Je suis d’avis que si l’on veut que son enfant prenne plaisir à lire, il faut éviter de porter des jugements sur ses choix de lecture. Par exemple, la bande dessinée est encore malheureusement vue comme un genre moins valorisé que le roman. Toutefois, bien des enfants ont appris à apprécier la lecture grâce à la BD. Le plaisir de lire ne devrait pas faire l’objet de censure.

Être un modèle de lecteur pour son enfant

L’attitude des parents envers la lecture est un facteur déterminant dans l’apprentissage de la lecture. Élever des lecteurs commence par soi-même : vous considérez-vous comme un lecteur et est-ce que votre enfant vous voit lire et y prendre plaisir ?

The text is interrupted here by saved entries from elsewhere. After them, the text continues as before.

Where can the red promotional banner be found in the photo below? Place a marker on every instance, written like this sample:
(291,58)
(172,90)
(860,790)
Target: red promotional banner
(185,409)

C’est vrai, notre temps est précieux et nous avons des vies très remplies, mais si on souhaite que nos enfants aiment lire, il faut commencer par montrer l’importance de la lecture dans notre propre vie. Comme parent, on peut parler à nos enfants de nos lectures, les laisser choisir leurs propres livres (sans oublier de vous en choisir aussi) ou consulter des sites Web avec votre enfant, comme le site Les p’tits mots dits, pour vous aider à savoir ce qui les attire.

J’ai tout essayé, mon enfant n’aime pas lire !

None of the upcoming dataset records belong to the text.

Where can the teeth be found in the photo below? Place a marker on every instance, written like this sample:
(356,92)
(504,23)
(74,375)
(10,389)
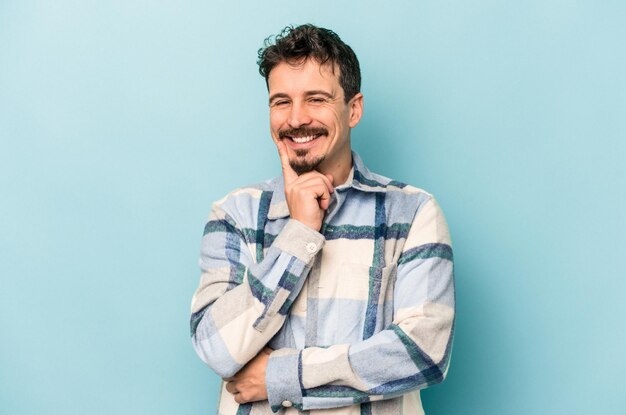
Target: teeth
(301,140)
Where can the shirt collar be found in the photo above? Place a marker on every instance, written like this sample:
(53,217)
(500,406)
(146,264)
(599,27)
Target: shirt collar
(360,178)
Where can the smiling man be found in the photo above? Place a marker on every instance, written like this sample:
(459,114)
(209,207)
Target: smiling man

C’est fréquent, mais je suis optimiste dans le fait qu’il n’est jamais trop tard. L’enfant récalcitrant associe trop souvent la lecture à difficulté, obligation, ennui, échec… L’objectif sera alors de transformer cette perception négative et de l’amener petit à petit vers des expériences positives en respectant son rythme et en évacuant toute comparaison avec d’autres enfants. La fréquence des réussites l’encouragera à poursuivre. Les livres ou les textes choisis doivent suivre la progression de l’enfant et surtout l’intéresser.

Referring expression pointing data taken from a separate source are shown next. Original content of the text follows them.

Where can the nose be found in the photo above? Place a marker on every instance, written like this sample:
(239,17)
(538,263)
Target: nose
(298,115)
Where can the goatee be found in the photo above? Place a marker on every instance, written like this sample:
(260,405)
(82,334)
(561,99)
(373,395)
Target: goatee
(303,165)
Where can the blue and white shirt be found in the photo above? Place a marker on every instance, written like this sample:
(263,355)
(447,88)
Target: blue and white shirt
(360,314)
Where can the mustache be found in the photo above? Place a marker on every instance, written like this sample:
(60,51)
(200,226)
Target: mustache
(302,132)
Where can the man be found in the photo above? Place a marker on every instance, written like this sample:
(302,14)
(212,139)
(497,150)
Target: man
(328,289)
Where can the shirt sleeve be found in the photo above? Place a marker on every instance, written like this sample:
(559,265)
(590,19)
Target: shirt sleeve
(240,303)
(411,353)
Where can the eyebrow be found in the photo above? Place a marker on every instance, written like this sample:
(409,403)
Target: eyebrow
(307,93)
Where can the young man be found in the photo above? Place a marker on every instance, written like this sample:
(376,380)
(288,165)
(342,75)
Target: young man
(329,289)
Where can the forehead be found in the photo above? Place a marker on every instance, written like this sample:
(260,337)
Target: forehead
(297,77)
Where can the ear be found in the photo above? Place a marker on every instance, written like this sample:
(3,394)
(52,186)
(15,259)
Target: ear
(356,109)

Le choix des livres adaptés à un enfant dyslexique équivaut parfois à chercher une aiguille dans une botte de foin. Toutefois, il est possible de dénicher des livres qui motiveront votre enfant avec un peu, ou plutôt beaucoup, de recherche.

Pour aller plus loin

Pour vous accompagner dans la transmission du plaisir de lire, l’ouvrage Trucs de lecture : pour transmettre l’amour de la lecture aux petits et aux grands de Julie Provencher m’apparaît comme un incontournable. Vous pouvez également consulter son site Pouvoir de lire pour vous inspirer.

Constater que son enfant est dyslexique peut certes être déstabilisant, mais passé le choc, transmettre cet amour reste à mon sens la seule voie possible. Dans un prochain billet, je parlerai de trucs pratiques pour dénicher « le » bon livre.